Counties, cities, airport districts, and port districts (local governments) are authorized to establish, regulate, and operate municipal airports. This includes the authority to acquire, lease, and sell land; construct airport facilities; raise funds for the airport; impose charges; adopt rules and regulations for the airport, as well as penalties for the violation of those rules; and to use revenue from the airport to finance airport maintenance and expansion or to finance commercial or industrial buildings.
Local governments can vest power for the construction, expansion, maintenance, operation, and regulation of the airport in an officer, board, or other body of the local government. The local government can also vest authority for industrial and commercial development in a municipal airport commission (MAC). A MAC must have at least five members, who must be resident taxpayers in the local government's jurisdiction. Initial members are appointed by the local government, and the local government can provide for how future appointments will be made and how future vacancies filled. The ordinance creating the MAC must set out the powers and duties of the MAC. The expenses of the airport's construction, enlargement, improvement, maintenance, equipment, industrial and commercial development, operation, and regulation are the responsibility of the local government.
Members of the MAC can be appointed to staggered terms of up to six years. There is no compensation for serving as a member of a MAC, but members can receive a per diem of up to $25 a day and travel expenses for time spent on commission business.
The Community Aviation Revitalization Board is a board convened by the State Department of Transportation. The Board is authorized to make Public Use General Aviation Airport Loans to public use airports for airport improvements that primarily support general aviation activities.
The United States General Services Administration sets per diem rates for travelling federal employees. The standard General Services Administration per diem in Washington is $98 for lodging, and $59 for meals and incidental expenses. Some specific cities have greater per diem rates. Seattle's per diem rate, for example, is $232 for lodging, and $79 for meals and incidental expenses.

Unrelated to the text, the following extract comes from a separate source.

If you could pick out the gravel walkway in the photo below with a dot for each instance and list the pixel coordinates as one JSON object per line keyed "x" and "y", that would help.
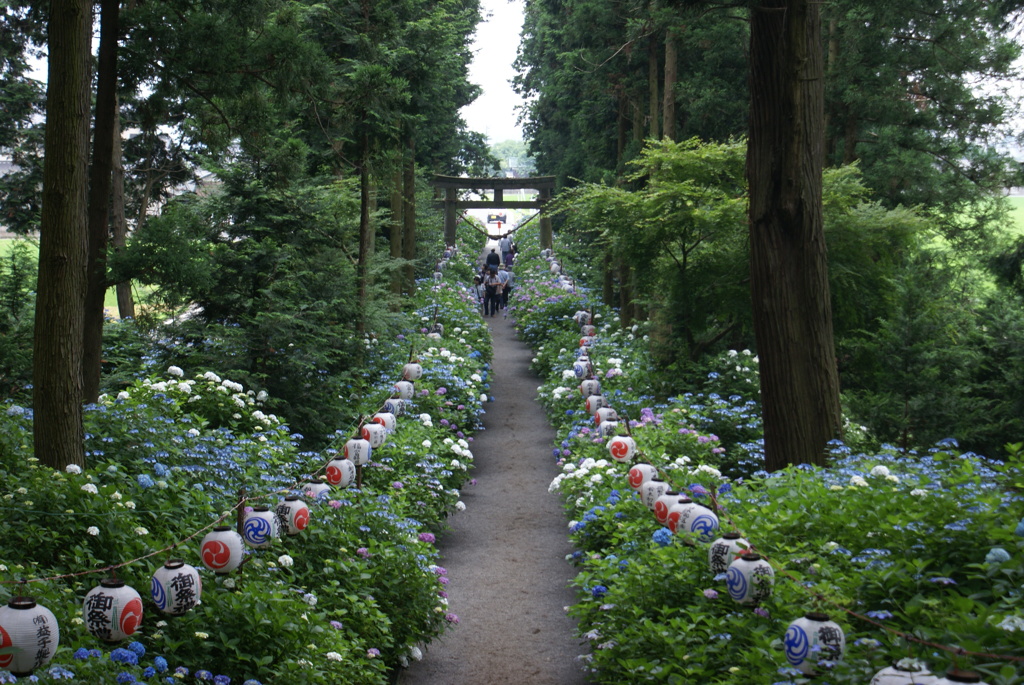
{"x": 505, "y": 554}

A local government may vest authority for the construction, expansion, maintenance, operation, management, and regulation of a municipal airport in a MAC. The expenses of the airport's management are added to the list of expenses that are the responsibility of the local government.
The local government may authorize the MAC to apply for Public Use General Aviation Airport Loans.
In a local government with fewer than 35,000 people, a majority of the MAC's members must be residents of the local government or the county in which the local government is located. Any remaining nonresident members must be residents of an adjacent county or counties. In a local government with a population of greater than 35,000, all MAC commissioners must be residents. Immediate family members of the local government's governing body, and current and former employees of the airport, may not be appointed as commissioners. A majority of MAC members must have expertise in the aviation industry; business administration or operations; finance; accounting; marketing; economic development; commercial real estate development; engineering; planning and construction; law; utilities; or other related experience from industries that logically have a nexus with airport administration, operations, and development. Members must agree to adhere to ethical standards adopted by the MAC or by the local government.
The per diem available to a MAC commissioner is $25 a day plus travel expenses or, when travel requires overnight lodging, a per diem of not more than the United States General Services Administration's per diem rates.
(In support) This bill was the result of all municipal airports working together and is supported by the aviation industry. Previously, commission members would not be allowed to sit on the commission if they were from outside the jurisdiction, but this would not allow some members of the commission to come from outside the taxing authority. The option of a MAC is not mandatory, but gives small communities another tool to manage airports. This bill would allow people with relevant expertise to be put in place to manage the airport.
(Opposed) This bill is an expansion of the powers of MACs, which could be a political way to get around opposition to airport expansion. The definition of a MAC is too broad and could apply to larger airports as well as small municipal airports. The authority vested in the commissions could be used to override state authority, including bypassing the Department of Transportation and the Growth Management Act. These commissions are not needed as local governments already have these powers. Decision making authority should not be given to unelected officials that sit for six-year terms. Commissions should not be able to buy land, develop sites, or expand airports. There should be a requirement to have stakeholders on the MACs that are knowledgeable in health, as well as environmentalists and tribal representatives. The environmental impacts attributable to aircraft are significant. The commissions should only include members from the jurisdiction unless there would be impacts outside of the jurisdiction.